Camera mirror blackout is the term for DSLRs when the mirror pivots out of the way for the shutter to open and take the shot. When you’re looking through the viewfinder and take a shot, there’s a brief time when you can’t see anything until the mirror pivots back to its “down” position.

Most of the time, you simply ignore mirror blackout, because it’s really brief. It’s a whole different story if you’re taking a series of shots as fast as your camera allows (continuous shooting). During high-speed shooting, such as 10 frames per second, you really need to be able to track the action and follow your moving subject. Also, your camera needs to see the subject in order to update the focus distance as the subject moves.
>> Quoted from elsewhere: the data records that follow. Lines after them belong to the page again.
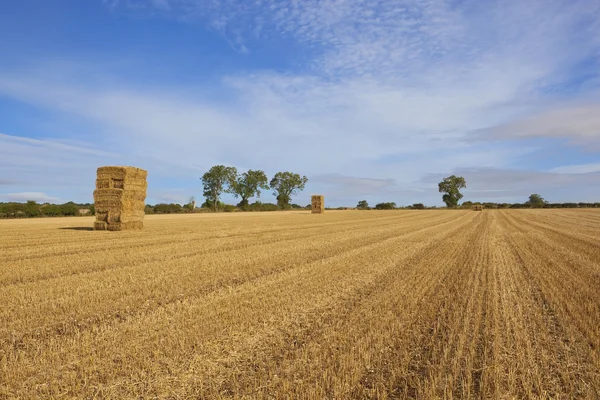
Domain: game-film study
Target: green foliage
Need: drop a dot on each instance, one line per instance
(32, 209)
(536, 201)
(248, 185)
(51, 210)
(69, 209)
(362, 205)
(191, 204)
(217, 180)
(269, 207)
(164, 208)
(285, 185)
(385, 206)
(451, 186)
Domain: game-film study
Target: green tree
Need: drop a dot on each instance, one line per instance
(451, 186)
(217, 180)
(362, 205)
(249, 185)
(385, 206)
(32, 209)
(191, 204)
(536, 201)
(285, 185)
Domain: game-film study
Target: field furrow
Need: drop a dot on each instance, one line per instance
(345, 305)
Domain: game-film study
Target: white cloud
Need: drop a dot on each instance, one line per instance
(383, 89)
(578, 123)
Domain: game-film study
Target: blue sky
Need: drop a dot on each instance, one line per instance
(375, 100)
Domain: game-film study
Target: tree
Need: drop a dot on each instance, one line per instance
(451, 186)
(385, 206)
(249, 185)
(536, 201)
(285, 185)
(362, 205)
(191, 204)
(32, 209)
(217, 180)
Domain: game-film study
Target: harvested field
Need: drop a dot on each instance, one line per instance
(349, 304)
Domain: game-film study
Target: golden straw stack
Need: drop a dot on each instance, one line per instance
(317, 204)
(120, 198)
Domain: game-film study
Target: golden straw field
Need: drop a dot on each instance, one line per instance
(497, 304)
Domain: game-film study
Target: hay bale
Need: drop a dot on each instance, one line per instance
(317, 203)
(119, 198)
If you’re curious about how much time is spent flipping the mirror out of the way so that the camera can take the shot, a great way measure it is with video. Most smart phones and many cameras are capable of taking super slow-motion video at high frame rates. I’m going to show you how I used my Nikon D850 to track mirror activity at 120 frames per second (24p * 5 = 120).

As an additional benefit of this test, you will be able to measure the actual frames-per-second your camera is able to shoot, versus what the manufacturer claims it can do.

D850 filming a D500

In the shot above, you can see a D850 (with a 105mm Micro Nikkor) looking through the viewfinder of a D500. The D850’s105mm lens is focused on infinity, and is seeing what the D500 photographer would see. The lens has to be pretty close to the viewfinder to see very much of the frame.
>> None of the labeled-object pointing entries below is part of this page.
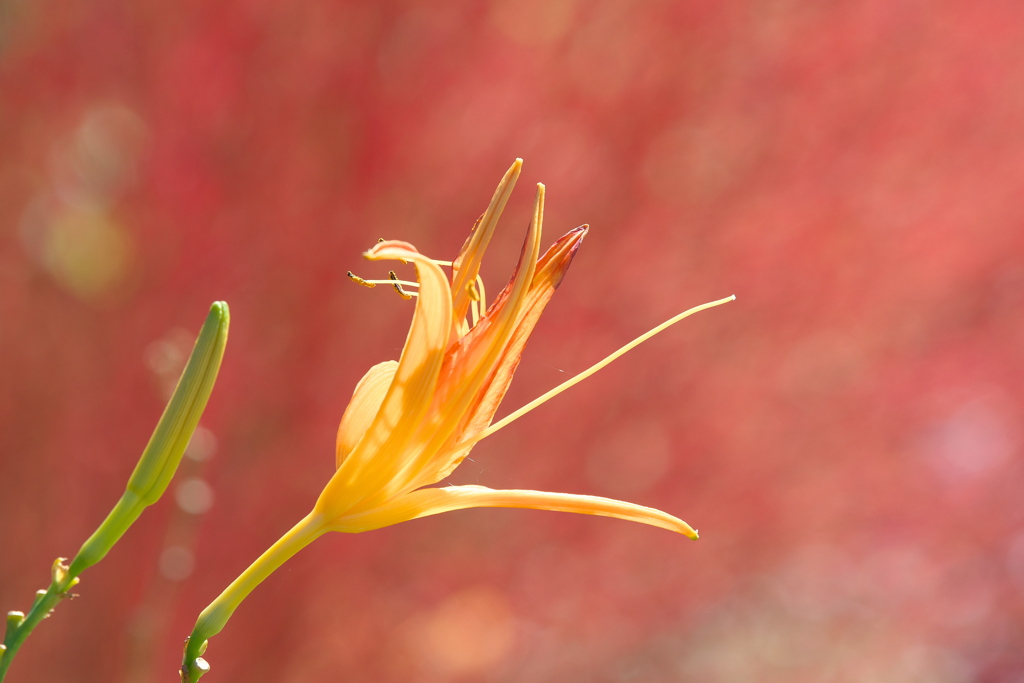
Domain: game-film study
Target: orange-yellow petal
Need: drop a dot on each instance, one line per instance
(550, 270)
(363, 408)
(370, 468)
(469, 363)
(427, 502)
(467, 265)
Video image of the viewfinder

The D850 video, being replayed via its LCD screen, is shown above. The camera multi-selector right-arrow is used to single-step through the video frames to observe when the mirror blocks the viewfinder image during high-speed shooting. With the setup I used, I couldn’t see the entire frame, but that isn’t necessary to conduct a test like this.

I attached a 10-pin remote release to the D500 to make it easier to shoot a sequence of 10 frames per second, while also starting and stopping the video recording on the D850.
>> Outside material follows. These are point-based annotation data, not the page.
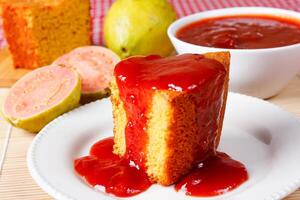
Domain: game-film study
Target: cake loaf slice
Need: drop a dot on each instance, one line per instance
(168, 112)
(39, 31)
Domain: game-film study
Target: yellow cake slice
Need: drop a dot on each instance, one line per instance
(181, 122)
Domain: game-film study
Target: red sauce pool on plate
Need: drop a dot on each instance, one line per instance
(121, 177)
(118, 176)
(242, 32)
(216, 175)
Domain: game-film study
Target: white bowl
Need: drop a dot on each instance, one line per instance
(256, 72)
After taking the video footage, I just replayed it in the D850. The time duration of each frame of video is 1/120 second or 0.0083 seconds. The results were pretty consistent for each D500 shot that I reviewed. What follows is a summary of the D500 shooting chronology video.

Frame 1: partial image visibility at the top of the viewfinder

Frame 2-7: total image blackout

Frame 8: partial image visibility at the bottom of viewfinder

Frame 9-12: full image visible

The 12-frame sequence above repeated itself throughout the video, with minor variations of how much of each “partial frame” was visible. I consider the partial frames to be the same as “blackout”.

Adding up the frames, it turns out that the blackout time versus visible time is in a proportion of 8 to 4 (0.0667 seconds blacked out and 0.0333 seconds visible). In other words, two-thirds of the time the viewfinder is blacked out while shooting at 10 frames per second.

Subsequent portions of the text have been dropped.